For a place where several hundred severely disabled men, women and children are looked after, the atmosphere in Mumbai’s Asha Daan is surprisingly quiet and relaxed. The nine nuns who run the place clearly wish to avoid ostentation, although they’re effusive when it comes to greetings. “Look around,” they say. “Talk to the people. Ask them how they are.”

The Divine L and I have a brief stroll around the wards, large warehouse-like spaces with neat rows of steel beds, corrugated iron roofs and dodgy electrical wiring sprouting from the walls.

In the area reserved for babies and toddlers, a girl crawls towards us, her entire lower body twisted at a cruel angle, forcing her to shuffle across the floor like some sort of agonised human accordion. She smiles as she approaches us.

In the teenagers’ ward, another girl sits on the edge of her bed. Instead of eyes and a mouth she has deep sockets of warped, puckered skin. We wonder if she’s the victim of an acid attack. She shakes her head from side to side and mutters unintelligible words.

A small figure pops up behind us, a chubby teenage girl with a wide grin. “Birthday, birthday!” she says, giving us an exaggerated handshake.

“Whose birthday?” I ask.

“Birthday, birthday!” she repeats, shaking hands again.

A nun walks past, adjusting her blue and white habit around her shoulder. “She’ll keep you busy for hours with her ‘birthday, birthday’,” she says.

The male ward is particularly affecting, or is that just because we’re culturally conditioned to respond with deep shock to the sight of shattered men, lying still on their beds, their eyes devoid of any sense of purpose.

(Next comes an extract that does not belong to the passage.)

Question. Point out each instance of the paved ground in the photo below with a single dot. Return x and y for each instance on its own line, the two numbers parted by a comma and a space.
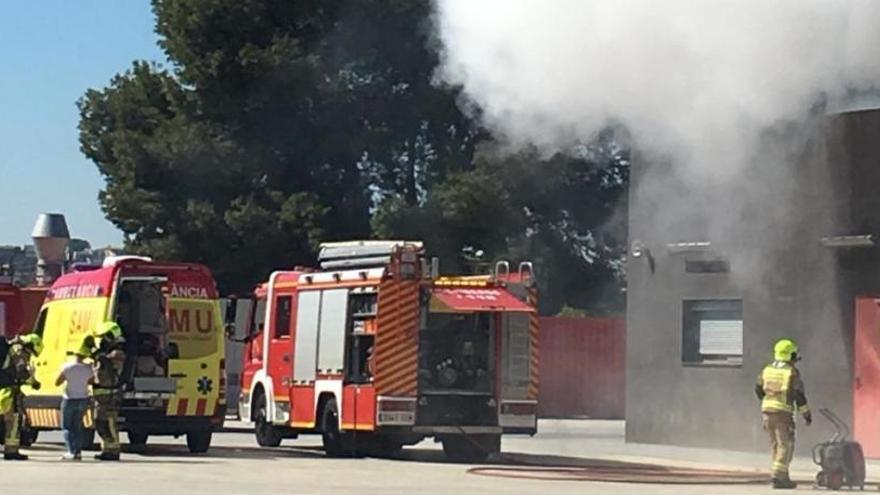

A breeze picks up: the clouds are about to burst again. All over the place, clothes are drying on metal grilles, but they’ll soon be soaked.

We enter another ward and immediately feel at home when we see several children seated around a table, doing their homework. Within moments, I’m placed next to a bright little wheelchair-bound, nine-year-old girl who’s converting improper fractions to mixed numbers. She’s eager to show off her knowledge of times tables – which is very impressive – and she whizzes through her sums with ease, her dark eyes locked in concentration.

“What would you like to be when you grow up?” the Divine L asks her.

The girl shrugs her shoulders.

“I think you’d be an excellent maths teacher,” I say, at which point she bursts out laughing and covers her face in embarrassment.

The rain hits the roof with a force that makes us think we’re surrounded by hundreds of firecrackers going off at the same time, but the children are used to the din and they just carry on with their work.

As we leave, a figure calls out from the distance. “Birthday, birthday! Bye bye!”

“Bye bye!” we shout, and walk through the gateway, hand in hand.